Energy-Efficient UAV-Enabled MEC Systems: NOMA, FDMA, or TDMA Offloading?

TL;DR

This paper compares the energy efficiency of NOMA, FDMA, and TDMA offloading schemes in UAV-enabled MEC systems under finite and infinite blocklengths, revealing TDMA's consistent advantage and nuanced NOMA performance.

Contribution

It provides a theoretical comparison of three multiple access schemes' energy consumption in UAV-MEC systems and proposes an optimization algorithm for energy minimization.

Findings

TDMA always consumes less energy than FDMA.

NOMA's energy efficiency is not always better than FDMA with finite blocklengths.

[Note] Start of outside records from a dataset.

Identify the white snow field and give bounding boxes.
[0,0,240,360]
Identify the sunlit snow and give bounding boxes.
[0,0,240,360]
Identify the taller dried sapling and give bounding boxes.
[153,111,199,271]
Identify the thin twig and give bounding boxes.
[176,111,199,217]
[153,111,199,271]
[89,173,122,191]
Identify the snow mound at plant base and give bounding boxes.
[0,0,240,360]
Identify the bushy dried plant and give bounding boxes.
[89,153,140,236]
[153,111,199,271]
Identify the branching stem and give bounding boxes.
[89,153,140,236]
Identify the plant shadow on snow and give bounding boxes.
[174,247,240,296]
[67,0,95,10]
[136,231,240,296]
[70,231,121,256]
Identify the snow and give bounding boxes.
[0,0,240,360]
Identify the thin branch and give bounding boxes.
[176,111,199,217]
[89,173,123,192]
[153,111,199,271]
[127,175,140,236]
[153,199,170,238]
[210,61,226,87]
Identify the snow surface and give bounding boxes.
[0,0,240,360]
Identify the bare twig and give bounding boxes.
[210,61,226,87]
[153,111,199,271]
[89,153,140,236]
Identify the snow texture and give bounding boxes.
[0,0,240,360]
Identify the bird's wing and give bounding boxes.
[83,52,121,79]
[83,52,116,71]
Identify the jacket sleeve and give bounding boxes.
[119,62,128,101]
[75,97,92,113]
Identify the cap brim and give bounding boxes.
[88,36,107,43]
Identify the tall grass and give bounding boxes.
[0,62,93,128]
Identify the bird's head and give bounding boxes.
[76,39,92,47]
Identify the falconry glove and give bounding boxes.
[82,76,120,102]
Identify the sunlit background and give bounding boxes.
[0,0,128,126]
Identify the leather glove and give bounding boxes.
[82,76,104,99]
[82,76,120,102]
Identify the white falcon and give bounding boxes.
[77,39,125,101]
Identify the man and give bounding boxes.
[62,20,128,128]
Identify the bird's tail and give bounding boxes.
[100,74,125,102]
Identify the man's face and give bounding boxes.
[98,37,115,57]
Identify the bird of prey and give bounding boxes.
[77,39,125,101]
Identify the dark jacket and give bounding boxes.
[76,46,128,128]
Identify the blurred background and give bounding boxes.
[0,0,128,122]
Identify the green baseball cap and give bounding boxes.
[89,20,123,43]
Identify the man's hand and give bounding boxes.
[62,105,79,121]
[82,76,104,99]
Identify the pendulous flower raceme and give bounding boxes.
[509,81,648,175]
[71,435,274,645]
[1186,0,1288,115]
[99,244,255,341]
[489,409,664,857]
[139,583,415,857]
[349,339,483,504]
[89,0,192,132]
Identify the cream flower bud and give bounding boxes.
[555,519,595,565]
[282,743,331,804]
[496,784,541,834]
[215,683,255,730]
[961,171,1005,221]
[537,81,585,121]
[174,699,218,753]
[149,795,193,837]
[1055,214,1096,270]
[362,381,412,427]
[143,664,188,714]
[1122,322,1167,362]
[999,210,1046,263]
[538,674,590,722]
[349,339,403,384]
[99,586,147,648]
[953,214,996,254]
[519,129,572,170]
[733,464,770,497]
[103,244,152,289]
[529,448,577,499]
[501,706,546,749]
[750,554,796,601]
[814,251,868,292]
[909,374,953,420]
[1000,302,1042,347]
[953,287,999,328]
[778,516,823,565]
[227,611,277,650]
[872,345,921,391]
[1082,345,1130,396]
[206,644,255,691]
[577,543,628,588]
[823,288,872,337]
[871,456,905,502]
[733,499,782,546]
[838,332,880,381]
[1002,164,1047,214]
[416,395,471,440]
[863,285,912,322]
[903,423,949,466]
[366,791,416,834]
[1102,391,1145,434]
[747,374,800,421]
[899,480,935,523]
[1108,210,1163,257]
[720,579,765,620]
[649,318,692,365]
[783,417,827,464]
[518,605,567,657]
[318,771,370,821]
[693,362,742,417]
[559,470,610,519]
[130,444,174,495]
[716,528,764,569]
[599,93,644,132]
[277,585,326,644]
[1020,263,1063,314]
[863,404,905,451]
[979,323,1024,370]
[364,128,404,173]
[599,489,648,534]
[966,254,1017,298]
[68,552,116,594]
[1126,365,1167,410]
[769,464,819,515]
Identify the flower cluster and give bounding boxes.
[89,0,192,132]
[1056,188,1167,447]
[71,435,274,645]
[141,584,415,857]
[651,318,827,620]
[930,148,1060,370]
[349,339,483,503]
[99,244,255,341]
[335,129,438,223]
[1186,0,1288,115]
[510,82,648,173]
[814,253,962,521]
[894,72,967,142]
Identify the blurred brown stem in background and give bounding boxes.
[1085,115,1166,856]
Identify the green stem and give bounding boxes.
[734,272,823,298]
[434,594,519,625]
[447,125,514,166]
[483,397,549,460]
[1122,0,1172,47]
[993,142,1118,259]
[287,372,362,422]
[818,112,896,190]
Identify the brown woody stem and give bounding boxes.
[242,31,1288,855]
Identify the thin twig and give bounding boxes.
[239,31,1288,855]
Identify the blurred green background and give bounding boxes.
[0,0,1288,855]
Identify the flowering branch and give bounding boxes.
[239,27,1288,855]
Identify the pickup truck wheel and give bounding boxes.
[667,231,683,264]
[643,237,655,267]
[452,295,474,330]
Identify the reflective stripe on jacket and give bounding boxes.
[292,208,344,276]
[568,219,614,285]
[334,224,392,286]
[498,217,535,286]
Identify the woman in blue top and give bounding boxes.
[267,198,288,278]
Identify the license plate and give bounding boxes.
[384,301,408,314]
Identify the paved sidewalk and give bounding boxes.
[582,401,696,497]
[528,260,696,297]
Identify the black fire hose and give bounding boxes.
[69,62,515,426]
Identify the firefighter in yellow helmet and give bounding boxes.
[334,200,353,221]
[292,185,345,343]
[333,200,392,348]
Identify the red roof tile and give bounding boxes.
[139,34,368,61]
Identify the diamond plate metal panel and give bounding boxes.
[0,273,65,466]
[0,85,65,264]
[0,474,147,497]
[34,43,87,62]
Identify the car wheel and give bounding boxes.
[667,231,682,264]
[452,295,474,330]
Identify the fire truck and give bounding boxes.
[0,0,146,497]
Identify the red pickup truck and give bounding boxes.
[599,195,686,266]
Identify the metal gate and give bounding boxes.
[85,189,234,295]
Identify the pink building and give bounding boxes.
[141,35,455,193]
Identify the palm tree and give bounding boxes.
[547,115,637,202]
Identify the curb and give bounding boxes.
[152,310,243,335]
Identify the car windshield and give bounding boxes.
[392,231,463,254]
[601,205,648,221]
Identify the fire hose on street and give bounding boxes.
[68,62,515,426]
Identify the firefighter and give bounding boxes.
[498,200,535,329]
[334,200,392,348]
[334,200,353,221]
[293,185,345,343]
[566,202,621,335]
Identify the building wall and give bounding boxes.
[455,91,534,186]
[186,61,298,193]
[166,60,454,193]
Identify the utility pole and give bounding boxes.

The proposed algorithm reduces energy consumption effectively.

Abstract

Unmanned aerial vehicle (UAV)-enabled mobile edge computing (MEC) systems can use different multiple access schemes to coordinate multi-user task offloading. However, it is still unknown which scheme is the most energy-efficient, especially when the offloading blocklength is finite. To answer this question, this paper minimizes and compares the MEC-related energy consumption of non-orthogonal multiple access (NOMA), frequency division multiple access (FDMA), and time division multiple access (TDMA)-based offloading schemes within UAV-enabled MEC systems, considering both infinite and finite blocklength scenarios. Through theoretically analysis of the minimum energy consumption required by these three schemes, two novel findings are presented. First, TDMA consistently achieves lower energy consumption than FDMA in both infinite and finite blocklength cases, due to the degrees of freedom afforded by sequential task offloading. Second, NOMA does not necessarily achieve lower energy consumption than FDMA when the offloading blocklength is finite, especially when the channel conditions and the offloaded task data sizes of two user equipments (UEs) are relatively symmetric. Furthermore, an alternating optimization algorithm that jointly optimizes the portions of task offloaded, the offloading times of all UEs, and the UAV location is proposed to solve the formulated energy consumption minimization problems. Simulation results verify the correctness of our analytical findings and demonstrate that the proposed algorithm effectively reduces MEC-related energy consumption compared to benchmark schemes that do not optimize task offloading portions and/or offloading times.